Acabámos de passar pela estação de Alvega-Ortiga. Relembro as recentes notícias nos pasquins regionais dando conta da proposta da autarquia ortiguense de mudança de nome para Ortiga-Mação, porquanto a ligação com Alvega, na outra margem, já se perdeu, com o termo da travessia por barco e a menor dependência comercial e social daquela povoação.

- Senhores passageiros: próxima paragem,  apeadeiro da barragem de Belver. Uma indicação personalizada dado ser o único passageiro visível no comboio. Saída pelo cais sul, com acesso direto às instalações da estação; o cais norte  é... a esplanada do restaurante da Lena. Uma ótima opção para caminhantes que se fiquem pela viagem de comboio... 😁

Antes de iniciar o percurso pedestre entrei  no estabelecimento. Balcão de mármore, montra com  Kinder Bueno e pastilhas Gorila.

- Olá bom dia. (10sec). Bom dia, está alguém?
- Já vai. Só um bocadinho, estou na cozinha. 

Depois de conversar com a D. Lena e com o filho fiquei a saber que o restaurante só funciona por marcações e tem como especialidade a lampreia (só na época dela). Estava chorosa a D Lena: fazia anos que o marido faleceu. Ficou combinado, numa próxima caminhada, um almocinho. Refeição completa a bom preço, com uma atençãozinha caso não peça fatura.

A pequena rota 1, PR1, arribas do Tejo, circular, desenvolve -se pelas duas margens do Tejo, nos concelhos de Mação e Gavião. Inicia-se na praia fluvial de Ortiga, local balnear e de pesca desportiva, com as margens tingidas de branco pela invasora Zantedeschia aethiopica, o jarro ou o copo-de-leite como nome comum, muito apreciados pelas tradicionais donas de casa dos anos 60 e 70.

O percurso da margem norte, ou direita, apresenta desníveis suaves, exceto na fase inicial em que no extremo da ascensão se pode apreciar o troço do rio que vai da barragem de Belver até ao castelo com o mesmo nome e as arribas para o Tejo, que dão o nome ao trilho. Vários quilómetros sem  ver vivalma e onde os sentidos se concentram na explosão de cores primaveris, cheiros e sons claros e cristalinos da passarada, insetos e rumorejar da folhagem.


A vereda acompanha várias estremas de zonas de caça que, através das respetivas placas sinalizadores, traçam o percurso dos serviços florestais al longo dos anos: DGF, DGRF, AFN, ICNF. 

A entrada em Belver faz-se pelo norte, o que permite visualizar uma perspetiva deslumbrante do altaneiro castelo. O trilho acompanha uma linha de água profunda e com vestígios de infraestruturas de aproveitamento hídrico.

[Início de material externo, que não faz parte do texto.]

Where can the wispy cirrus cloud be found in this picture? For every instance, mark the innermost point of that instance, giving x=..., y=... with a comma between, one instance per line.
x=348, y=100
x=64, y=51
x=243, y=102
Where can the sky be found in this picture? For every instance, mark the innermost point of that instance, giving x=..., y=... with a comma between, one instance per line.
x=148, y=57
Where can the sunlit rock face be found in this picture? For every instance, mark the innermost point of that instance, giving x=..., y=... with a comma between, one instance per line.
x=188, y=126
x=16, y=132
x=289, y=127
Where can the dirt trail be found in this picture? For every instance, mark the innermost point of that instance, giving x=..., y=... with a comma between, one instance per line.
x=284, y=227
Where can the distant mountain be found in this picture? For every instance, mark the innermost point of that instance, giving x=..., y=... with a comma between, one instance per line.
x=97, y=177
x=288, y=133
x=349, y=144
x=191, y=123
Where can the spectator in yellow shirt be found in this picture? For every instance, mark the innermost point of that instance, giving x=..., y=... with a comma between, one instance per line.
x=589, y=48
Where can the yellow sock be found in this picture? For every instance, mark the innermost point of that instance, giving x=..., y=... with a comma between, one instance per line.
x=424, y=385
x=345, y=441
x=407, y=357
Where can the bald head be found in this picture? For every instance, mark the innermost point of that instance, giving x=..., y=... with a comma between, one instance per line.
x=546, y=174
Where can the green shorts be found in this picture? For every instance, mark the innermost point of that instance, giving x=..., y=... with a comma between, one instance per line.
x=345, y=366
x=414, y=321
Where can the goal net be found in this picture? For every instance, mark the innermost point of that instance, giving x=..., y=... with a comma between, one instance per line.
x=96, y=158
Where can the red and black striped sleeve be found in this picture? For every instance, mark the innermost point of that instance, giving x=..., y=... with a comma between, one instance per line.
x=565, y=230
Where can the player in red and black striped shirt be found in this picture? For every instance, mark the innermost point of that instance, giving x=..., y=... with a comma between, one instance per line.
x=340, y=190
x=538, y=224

Já na povoação constatou -se, através de um lacónico aviso colado no vidro da porta do centro de saúde, que este se encontra encerrada em virtude do Dr. Cabaço se ter reformado..

Com a passagem da centenária ponte rodoviária sobre o Tejo, que sustenta a E244, começa o desassossego gerado pelos passageiros de múltiplas camionetas de turismo que têm como único objetivo transporem os escassos quilómetros de passadiço até à praia fluvial do Alamal. Apesar de, do troço de madeira, se observar  uma paisagem fulgurante para Belver e o seu castelo, é  de evitar este local, pelo menos ao fim de semana.

O troço final entre o Alamal e a barragem de Belver, pela margem sul, é uma autêntica montanha russa, vertical e horizontal, onde praticamente todo o percurso se desenvolve através de um agradável túnel vegetal que acompanha o rio Tejo a várias altitudes. A luxuriante, diversa e intensa vegetação, embora ainda a recuperar de recente incêndio rural, nada fica a dever à Laurissilva (desculpem-me a comparação, os colegas fitosociólogos puristas).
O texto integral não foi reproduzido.